The training and validation accuracy for the UD-Net model is shown in Fig. 14(a). Figure 14(b) demonstrates the box plot of testing precision, recall, and F1-score for the five independent tests. The precision, recall, and F1-score are calculated with automatic counting of ground truth and model prediction of (96 × 96 pixels) input patches. The quantitative results and comparison against existing methods are shown in Table 3. A recently published paper reported a 0.802 F1-score as the highest testing accuracy for nuclei detection [39], whereas the proposed model shows an average F1-score of 0.8284 ± 0.0106 for nuclei detection tasks, which is approximately 2.26% better performance compared to the SC-CNN model [39].

Fig. 14
figure 14

Results: (a) Training and validation accuracy and (b) Testing precision, recall, and F1-score of UD-Net model for nuclei detection tasks

Table 3 Nuclei detection accuracy of the proposed model and comparison against existing methods

The patch-level (96 × 96 pixels) nuclei detection and ground truth are shown in Fig. 15. The first column shows the input patches, the second column shows the ground truth masks, and the third column represents the model outputs after thresholding with respect to a value of 0.5. Lastly, the fourth column shows the final outputs with blue and green solid circles, where the blue circles indicate the ground truths and the green circles represent the model outputs respectively. Thus, the quantitative results demonstrate that the UD-Net model can detect the nuclei very accurately.

Fig. 15
figure 15

Nuclei detection outputs with inputs, ground truth, model outputs after thresholding, and final outputs with a blue and green dot. The blue dot represents the ground truth and the green dot shows the center pixels of the network outputs

After generating the patch-based outputs, we merged all the patches (96 × 96 pixels) to create results for the entire input image (480 × 480 pixels). Figure 16 shows the outputs of 250 × 250 pixels images which are cropped by the merged images of (480 × 480 pixels).

Analysis

We conducted a set of experiments to evaluate three essential tasks for nuclei classification, segmentation, and detection tasks. First, for classification, we applied DenseNet, and an improved version of DenseNet named the DCRN. The DenseNet provides a performance of 0.7941 in terms of F1-score, whereas the proposed DCRN provides approximately 0.8111 F1-score. The DCRN provides around 1.7% better performance in terms of F1-score against a recently published model of a softmax Convolutional Neural Network (CNN) and a neighboring ensemble predictor (NEP) known as softmax CNN + NEP [39]. Second, we used the R2U-Net for segmentation and achieved 91.90\% testing accuracy, which is around 1.54% better performance than the U-Net model. Third, the UD-Net regression model shows 82.21, 84.27, and 82.8% for precision, recall, and F1-score respectively. The proposed model shows around 2.26% improvement over the existing methods for nuclei detection tasks. Overall, the proposed models provide superior performance for all three tasks. The testing time per sample for classification, segmentation, and detection is shown in Table 4.

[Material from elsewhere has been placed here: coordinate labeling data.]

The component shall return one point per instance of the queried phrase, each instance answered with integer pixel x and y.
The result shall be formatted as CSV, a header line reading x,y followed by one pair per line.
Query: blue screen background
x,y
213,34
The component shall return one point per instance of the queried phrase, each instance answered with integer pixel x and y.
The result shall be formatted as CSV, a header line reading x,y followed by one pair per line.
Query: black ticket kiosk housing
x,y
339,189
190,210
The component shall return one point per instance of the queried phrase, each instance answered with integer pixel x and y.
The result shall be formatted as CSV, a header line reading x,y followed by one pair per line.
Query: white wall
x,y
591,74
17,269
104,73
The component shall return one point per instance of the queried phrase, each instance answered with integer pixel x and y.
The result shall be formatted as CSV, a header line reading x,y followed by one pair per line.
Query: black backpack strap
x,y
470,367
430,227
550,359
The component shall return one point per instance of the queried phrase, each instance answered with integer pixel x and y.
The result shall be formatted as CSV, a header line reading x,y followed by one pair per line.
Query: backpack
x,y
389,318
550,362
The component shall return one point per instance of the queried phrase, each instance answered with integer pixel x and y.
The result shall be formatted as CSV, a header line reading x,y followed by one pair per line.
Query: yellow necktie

Table 4 Computational time for the DCRN, R2U-Net, and UD-Net models in the testing phase in seconds

Conclusion

In this study, we proposed three different models, including the Densely Connected Recurrent Convolutional Network (DCRN), the Recurrent Residual U-Net (R2U-Net), and the R2U-Net-based regression named the University of Dayton Net (UD-Net) for nuclei classification, segmentation, and detection tasks respectively. These models are evaluated on three different publicly available datasets. Firstly, we achieved 81.14% testing accuracy in terms of F1-score for the nuclei classification task that is 1.7% higher than recently published results. Secondly, the R2U-Net model shows1.54% better testing accuracy against the U-Net model for nuclei segmentation tasks. Finally, for nuclei detection tasks, we achieved 82.8% testing accuracy in terms of F1-score with the proposed UD-Net, which is a 2.6% better F1-score compared to the existing methods. In the future, we would like to explore these models on more challenging datasets.16

Fig. 16
figure 16

Nuclei detection outputs with large images: the first column shows the input images, the second column shows the ground truth mask, the third column represents the predicted mask by the model, and the fourth column shows the final results where green and blue dots represent the ground truth and detection respectively

Availability of data and materials

All of the databases used in this study are publicly available and willing to provide the codes the public on request.

Abbreviations

DCNN:

Densely Connected Neural Network

DCRN:

Densely Connected Recurrent Convolutional Network

R2U-Net:

Recurrent Residual U-Net

UD-Net:

University of Dayton Net

RCC:

Routine Colon Cancer

SVM:

Support Vector Machine

CAD:

Computer Aided Diagnosis

References

  1. Van Norman GA. Drugs, devices, and the fda: part 1: an overview of approval processes for drugs. JACC: Basic to Transl Sci. 2016;1(3):170–9. https://doi.org/10.1016/j.jacbts.2016.03.002.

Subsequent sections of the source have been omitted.